TERNODA
POV NURMALA
Aku menyingkap tirai jendela. Kupandangi langit yang nampak mendung berkabut. Hujan mengguyur kota Jakarta, membasahi jalanan. Menciptakan suara gemericik di genangan air dan di atas genteng. Ranting pohon bergoyang mengikuti hembusan angin. Dedaunan pun berguguran mengotori halaman rumah majikanku. Aku segera keluar dari kamar anak majikanku untuk membersihkan halaman rumah.

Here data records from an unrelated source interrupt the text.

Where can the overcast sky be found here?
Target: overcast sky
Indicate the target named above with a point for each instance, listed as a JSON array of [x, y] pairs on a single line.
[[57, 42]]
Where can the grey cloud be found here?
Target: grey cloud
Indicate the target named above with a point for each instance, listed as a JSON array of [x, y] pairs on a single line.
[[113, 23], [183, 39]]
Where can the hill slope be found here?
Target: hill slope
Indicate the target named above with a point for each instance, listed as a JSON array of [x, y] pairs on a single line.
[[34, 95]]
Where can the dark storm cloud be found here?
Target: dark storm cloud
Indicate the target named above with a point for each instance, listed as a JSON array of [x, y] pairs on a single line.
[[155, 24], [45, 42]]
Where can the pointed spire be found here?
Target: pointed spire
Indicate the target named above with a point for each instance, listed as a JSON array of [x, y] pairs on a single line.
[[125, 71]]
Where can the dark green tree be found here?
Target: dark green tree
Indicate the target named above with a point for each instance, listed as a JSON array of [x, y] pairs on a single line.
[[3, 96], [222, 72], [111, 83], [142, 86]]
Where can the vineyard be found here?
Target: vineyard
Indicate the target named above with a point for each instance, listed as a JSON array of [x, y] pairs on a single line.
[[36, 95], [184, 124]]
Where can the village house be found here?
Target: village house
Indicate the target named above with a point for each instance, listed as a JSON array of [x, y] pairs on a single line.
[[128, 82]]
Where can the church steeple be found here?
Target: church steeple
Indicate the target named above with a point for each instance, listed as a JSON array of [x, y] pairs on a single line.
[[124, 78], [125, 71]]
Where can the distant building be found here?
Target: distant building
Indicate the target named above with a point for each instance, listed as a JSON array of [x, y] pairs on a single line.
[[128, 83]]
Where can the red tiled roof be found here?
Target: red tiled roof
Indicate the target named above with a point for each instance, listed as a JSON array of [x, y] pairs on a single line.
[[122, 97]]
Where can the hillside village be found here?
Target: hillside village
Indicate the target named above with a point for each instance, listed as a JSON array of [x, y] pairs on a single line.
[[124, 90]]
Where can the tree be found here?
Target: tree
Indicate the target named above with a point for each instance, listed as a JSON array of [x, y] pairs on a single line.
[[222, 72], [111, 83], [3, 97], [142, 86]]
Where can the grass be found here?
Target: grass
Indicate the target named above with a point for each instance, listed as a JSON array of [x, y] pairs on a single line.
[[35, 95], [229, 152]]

"Loh, antingku di mana?" Aku baru menyadari antingku hilang setelah sedetik keluar dari kamar majikanku. Aku berbalik memasuki kamar itu lagi. Kutelusuri lantai kamar dan ranjang tapi tidak ada. Padahal tadi waktu aku membereskan kamar Den Alfian masih ada.
"Nah, ketemu." Hatiku lega, setelah 30 menit mencari akhirnya aku bisa melihat kilauan emas di kaki ranjang. Aku segera mengambilnya. "Masih rezekimu, Nurmala." gumamku pada diri sendiri sembari memungut antingku.
BRAAAAAKKKK
Baru saja kuraih antingku, aku di kejutkan dengan suara dentuman pintu yang memekakkan telinga di banting sangat keras oleh Den Alfian.

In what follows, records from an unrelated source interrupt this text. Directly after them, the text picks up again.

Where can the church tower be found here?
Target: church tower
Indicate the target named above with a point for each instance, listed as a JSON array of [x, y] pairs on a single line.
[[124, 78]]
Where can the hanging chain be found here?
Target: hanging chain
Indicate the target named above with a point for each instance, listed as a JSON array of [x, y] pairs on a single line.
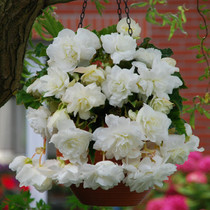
[[82, 15], [128, 20], [119, 10]]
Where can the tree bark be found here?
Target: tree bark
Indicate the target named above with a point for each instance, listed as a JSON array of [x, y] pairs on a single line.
[[16, 20]]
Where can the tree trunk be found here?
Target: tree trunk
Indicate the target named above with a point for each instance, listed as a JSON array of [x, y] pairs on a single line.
[[16, 20]]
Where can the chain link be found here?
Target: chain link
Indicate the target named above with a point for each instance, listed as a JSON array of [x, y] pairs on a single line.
[[82, 15], [128, 20], [119, 10]]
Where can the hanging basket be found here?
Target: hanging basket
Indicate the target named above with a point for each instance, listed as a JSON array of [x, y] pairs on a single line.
[[117, 196]]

Tubuhku langsung berdiri tegap. Aku takut dan merinding melihat tatapannya yang tajam. Pria yang selalu bersikap dingin berusia 27 tahun itu menyeringai, ada kilatan birahi di matanya.
DEG
Jantungku berdegup tak karuan ketika Den Alfian mengunci pintu kamarnya. Dia berjalan mendekatiku. Membuat aku gugup setengah mati, tubuhku gemetar dengan hebat.
"Den sa-saya mau keluar. Tolong bu-buka pintunya." Dia terus melangkah tak menghiraukan perkataanku. Aku bergeser merapatkan tubuhku ke dinding untuk menjauhinya. Aku berlari secepat mungkin, tapi sebelum berhasil meraih pintu, langkahku tertahan. Dia mencengkram pergelangan tanganku dengan erat. Matanya gelap penuh dengan kilatan gairah. Aku berusaha melepaskan memberontak, menarik-narik tanganku seraya memukuli d**a Den Alfian. Namun pukulan yang kuberikan tak berimbas apapun pada Den Alfian.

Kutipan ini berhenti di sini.